Many couples wonder what is allowed in a Catholic marriage ceremony and how they can plan this most important part of the wedding. The presenter answers commonly asked questions about ceremony planning and explains the rules and traditions behind the answers. Questions are answered about interfaith marriage, whether to have a full mass or ceremony, destination weddings, the involvement of non-Catholics, the number of the bridal party, music and more.
This segment gives you background on how coming from a family of divorce may affect your marriage. How can you make it work? How can you avoid having what happened to your parents happen to you? How can you make sure your kids don’t go through what you went through? Those questions are discussed in this segment with author and researcher Elizabeth Marquardt, herself a child of divorce.
For some couples, living together seems like a logical step in their progression towards marriage. This optional segment covers cohabitation and what studies have shown to be the problems associated with cohabitation. The presenter, psychologist Dr. James Healy, PhD, walks couples through the steps to commitment and shares ways to have your actions match your beliefs as the two of you enter into Catholic marriage: as a couple equal in dignity, authority, and power.
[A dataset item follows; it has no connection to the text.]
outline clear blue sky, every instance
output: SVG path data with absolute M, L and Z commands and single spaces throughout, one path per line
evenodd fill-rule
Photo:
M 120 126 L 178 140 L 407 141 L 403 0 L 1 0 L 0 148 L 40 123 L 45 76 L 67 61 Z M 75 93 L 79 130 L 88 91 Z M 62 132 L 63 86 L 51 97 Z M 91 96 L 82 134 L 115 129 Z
This optional segment covers topics of interest to couples whose marriage will form a stepfamily, whether the children will live with them or not. Stepfamilies look just like other families but the challenges of integrating children into the new marital relationship can be a surprise if you are not prepared. The length of time it takes for a stepfamily to “gel” together, parenting, and dealing with “exes” are discussed in this segment with Elsie Radtke of the Archdiocese of Chicago, who is part of a stepfamily.
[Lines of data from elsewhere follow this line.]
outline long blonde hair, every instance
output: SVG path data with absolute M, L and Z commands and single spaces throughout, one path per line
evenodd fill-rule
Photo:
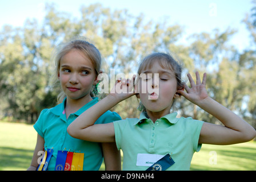
M 101 55 L 94 45 L 86 40 L 86 39 L 85 38 L 76 38 L 75 40 L 71 40 L 70 42 L 59 45 L 54 50 L 51 55 L 51 60 L 54 61 L 55 65 L 54 73 L 51 78 L 51 82 L 54 86 L 60 85 L 58 74 L 60 69 L 61 60 L 63 56 L 72 49 L 77 49 L 81 51 L 86 57 L 91 60 L 95 71 L 96 77 L 98 76 L 101 70 L 102 61 Z M 91 97 L 95 97 L 93 92 L 94 87 L 95 85 L 93 85 L 90 92 L 90 96 Z M 62 102 L 66 97 L 65 93 L 62 90 L 57 97 L 58 103 Z

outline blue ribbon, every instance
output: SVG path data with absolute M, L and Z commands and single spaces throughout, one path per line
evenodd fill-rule
M 166 154 L 146 171 L 165 171 L 175 163 L 171 155 Z
M 64 171 L 67 154 L 67 151 L 60 150 L 58 151 L 56 165 L 55 166 L 55 171 Z
M 46 160 L 45 160 L 45 164 L 43 165 L 43 167 L 42 171 L 46 171 L 47 168 L 48 167 L 48 164 L 49 163 L 50 159 L 51 159 L 51 156 L 53 155 L 53 148 L 47 149 Z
All marriages involve some differences in faith, even if the two marrying share the same religion. Since we are unique individuals with various histories and backgrounds, our perceptions and understandings about God and our faith experiences will always differ. Couples marrying today, whether they are of the same religious heritage or not, face the same challenge as did couples two millennium ago—to combine all the aspects of their lives, especially their religious beliefs, to create that triple braided cord.
The divorce rate for second marriages is even higher than the rate for first marriages.
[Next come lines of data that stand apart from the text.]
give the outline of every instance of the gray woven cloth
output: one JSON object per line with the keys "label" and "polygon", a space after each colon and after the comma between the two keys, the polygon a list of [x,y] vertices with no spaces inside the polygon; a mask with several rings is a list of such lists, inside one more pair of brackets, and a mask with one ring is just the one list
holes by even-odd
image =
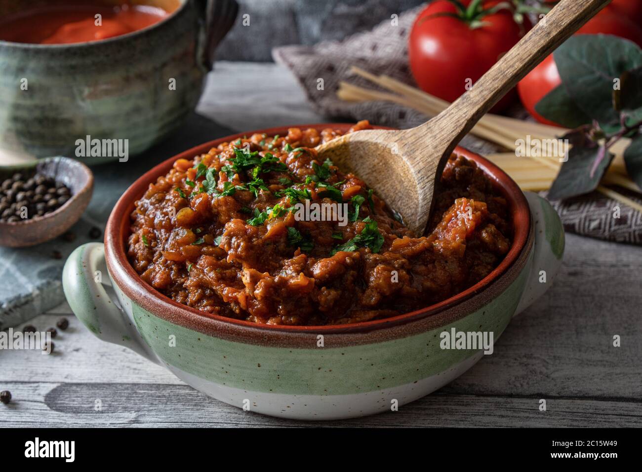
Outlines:
{"label": "gray woven cloth", "polygon": [[[353,35],[342,41],[326,41],[313,46],[277,48],[272,56],[286,66],[299,80],[308,100],[320,114],[334,119],[368,119],[376,125],[409,128],[428,117],[412,109],[386,101],[351,103],[336,96],[339,82],[376,88],[356,76],[350,69],[357,66],[370,73],[385,74],[414,85],[408,66],[408,35],[422,7],[408,10],[382,22],[372,31]],[[383,89],[382,89],[383,90]],[[508,114],[525,118],[519,105]],[[492,143],[469,135],[462,146],[480,154],[502,150]],[[623,189],[618,191],[642,203],[639,194]],[[545,196],[545,193],[542,193]],[[551,202],[565,229],[578,234],[622,243],[642,244],[642,213],[602,194],[594,193],[578,198]],[[614,210],[619,208],[618,212]],[[614,216],[619,216],[615,218]]]}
In that light, the preparation process for couples entering into second marriages is of heightened importance. If a person has been married and becomes divorced, they must first obtain a Declaration of Nullity (an annulment from their Tribunal) before they are free to marry again in the Church. This section explains the reasoning and expectations for the couples.
Social data reveals that African American families are particularly in crisis, having the lowest marriage rate compared to all measured groups, while also having the highest divorce rate.
In this segment, Andrew and Terri Lyke offer encouragement and suggestions for having a successful marriage. They have been married nearly 40 years.
Andrew is the Director of the Office for Black Catholics in the Archdiocese of Chicago. He has been involved in ministry to the Church in a variety of ways over the past 30+ years.
All marriages have challenges, but there are certain challenges unique to military couples. Father Matt Foley discusses how you can stay strong in the face of deployment, distance, separation, and other dynamics faced when you’re in the military. Fr. Foley is a priest of the Archdiocese of Chicago and U.S. Army chaplain at Fort Bragg, North Carolina and has served three deployments in Afghanistan.